Astronomers have unveiled the most detailed image ever created of our galaxy’s chaotic center, a sprawling new atlas that maps the complex chemistry of the Milky Way’s core. The image, the largest of its kind ever produced by the Atacama Large Millimeter/submillimeter Array (ALMA), offers an unprecedented view of the cold, dense gas clouds surrounding the supermassive black hole at the heart of our galaxy.
The survey, known as the ALMA CMZ Exploration Survey (ACES), focuses on the Central Molecular Zone (CMZ), a region spanning over 650 light-years. While the galactic center is a familiar subject for telescopes, ACES has penetrated the veil of dust to reveal the intricate distribution of cold molecular gas—the raw fuel for star formation—in exquisite detail. The final mosaic is so vast that, if viewed in the sky, it would stretch the width of three full Moons placed side-by-side.

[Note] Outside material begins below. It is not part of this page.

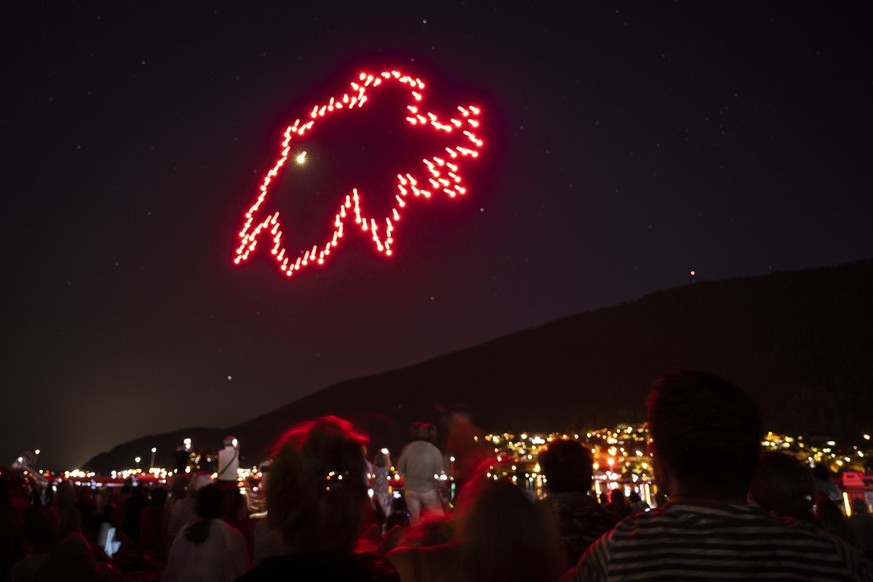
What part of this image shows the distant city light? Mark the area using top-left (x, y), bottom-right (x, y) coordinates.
top-left (28, 424), bottom-right (873, 514)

What makes this new dataset revolutionary is its chemical depth. By detecting dozens of molecular signatures, from simple silicon monoxide to complex organic compounds like methanol, acetone, and even ethanol, the survey acts as a chemical fingerprint of the galaxy’s most extreme environment. This allows scientists to trace how gas flows along filamentary structures, feeding the dense clumps where new stars are born.
However, star birth in the CMZ is unlike the relatively serene process occurring in the Sun’s neighborhood. The region is a stellar pressure cooker, harboring some of the most massive and volatile stars in the galaxy. These giants live fast and die young, exploding as supernovae or even hypernovae, blasting the surrounding space with shockwaves and radiation.
“By studying this region, we can test whether our theories of star formation hold up in the most extreme environments in the local universe,” said Ashley Barnes of the European Southern Observatory, a member of the research team. The chaotic conditions in the CMZ are thought to mirror those in distant, young galaxies, where star formation was rampant and violent. By understanding our own galactic nucleus, astronomers hope to unlock secrets about how galaxies evolved in the early cosmos.
The project, detailed in a series of papers accepted by the Monthly Notices of the Royal Astronomical Society, represents a years-long effort to stitch together hundreds of individual ALMA observations. With future upgrades to ALMA and the upcoming power of ESO’s Extremely Large Telescope, researchers are poised to delve even deeper, aiming to resolve the intricate dance between stars, gas, and the black hole that defines the Milky Way’s dynamic heart.